Hence nothing is being left to chance. Hammers boss Sam Allardyce admitted that his side has been practicing penalties on a daily basis ahead of Wembley – matching the policy of cross-London neighbor Chelsea and Allardyce’s counterpart there, Roberto Di Matteo, ahead of the Champions League final.
Blackpool coach Ian Holloway and his team have been here before, promoted two years back after beating fancied Cardiff City in the final. So it’s easy to follow the tried and tested template. Blackpool is staying at the same London hotel as it did ahead of the 2010 final. It will again train at Bisham Abbey, where the England national team practices ahead of internationals.
“It’s not about superstition; it’s just about organization,” Holloway shrugged this week. “We've learned that your rest is as important as your work in the build-up to these matches, so hopefully we've got the mix right again.”
The calm before the storm has been a key part of both coaches' philosophy before the big day, and with good reason. The Championship’s grueling 46-game regular season takes some getting over, and regenerating a degree of physical – and mental – freshness is a crucial part of getting on track for Wembley.
This is the case even for the most experienced of players. West Ham captain Kevin Nolan has already played 13 more matches in this campaign for the London club than he did in the service of Premier League Newcastle United in 2010/11.
Nolan is almost certain to emerge as a central figure in West Ham’s effort to bounce back to the Premier League at the first attempt. He has been here with his boss before; he was a part of Allardyce’s Bolton side that beat Preston in the 2001 playoff final (then held at Cardiff’s Millennium Stadium) to secure a top-flight place. That Allardyce moved swiftly last summer to make Nolan his team’s totem after the latter’s contract negotiations with Newcastle broke down is no coincidence.
The 29-year-old captain will make every effort to recall the experience of eleven years ago, and pass on to his teammates how best to approach the challenge. “I think you learn just how to handle the occasion,” Nolan told journalists this week. “You try to make sure nerves don’t get the better of you, and to stick to your game plan. If we do, we’ll have a fantastic chance.”
Under Holloway, Blackpool has radiated real joie de vivre in its play. In the lead-up to the play-off semi-final win over Birmingham City, the coach was even powerless to stop the old cliché of “we’ll try to score one more than them” tumbling from his lips. Yet something has changed at Blackpool in the last two years.
Player-for-player, there is little comparison between Blackpool and its opponent in terms of top-level experience, but despite having stuck with the majority of players that got his side into the Premier League first time around in 2010, Holloway has begun to value the presence of a few old heads.
The signing of 30-something pair Barry Ferguson and Kevin Phillips – both from playoff rival Birmingham – has been crucial, with former Scotland midfielder Ferguson directing operations from the center of the park and the evergreen Phillips weighing in with important goals throughout the campaign. Much-admired youngsters such as Matt Phillips have benefitted greatly from their know-how. This will again be the case on Saturday. With the prize coming into focus, Wembley will be no place for the faint-hearted.

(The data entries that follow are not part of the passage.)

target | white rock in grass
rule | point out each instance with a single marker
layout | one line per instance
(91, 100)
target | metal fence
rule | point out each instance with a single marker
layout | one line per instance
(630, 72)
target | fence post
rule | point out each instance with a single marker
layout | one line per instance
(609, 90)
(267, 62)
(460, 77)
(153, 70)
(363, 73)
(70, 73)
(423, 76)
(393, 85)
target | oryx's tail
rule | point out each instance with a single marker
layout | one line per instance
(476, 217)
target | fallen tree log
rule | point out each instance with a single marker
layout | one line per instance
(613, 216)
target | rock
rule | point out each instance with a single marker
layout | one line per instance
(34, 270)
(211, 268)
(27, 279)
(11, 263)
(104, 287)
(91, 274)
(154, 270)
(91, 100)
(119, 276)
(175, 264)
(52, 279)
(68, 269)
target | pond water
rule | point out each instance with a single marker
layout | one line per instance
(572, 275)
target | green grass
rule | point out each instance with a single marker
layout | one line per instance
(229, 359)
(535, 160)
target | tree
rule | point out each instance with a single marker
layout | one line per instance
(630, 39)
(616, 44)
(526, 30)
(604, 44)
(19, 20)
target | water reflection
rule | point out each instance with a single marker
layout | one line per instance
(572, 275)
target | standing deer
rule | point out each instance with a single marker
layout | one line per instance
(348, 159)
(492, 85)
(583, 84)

That experience does have one downside; the consequences of failure are plain. “If you win at Wembley, it is absolutely magnificent,” Allardyce said this week, “but if you lose it is as devastating as anything in football. It all rests on one day so it is not something I can enjoy.” Both West Ham and Blackpool are old hands at the situation. So they know it is an occasion to be negotiated as calmly as possible, rather than one to be enjoyed.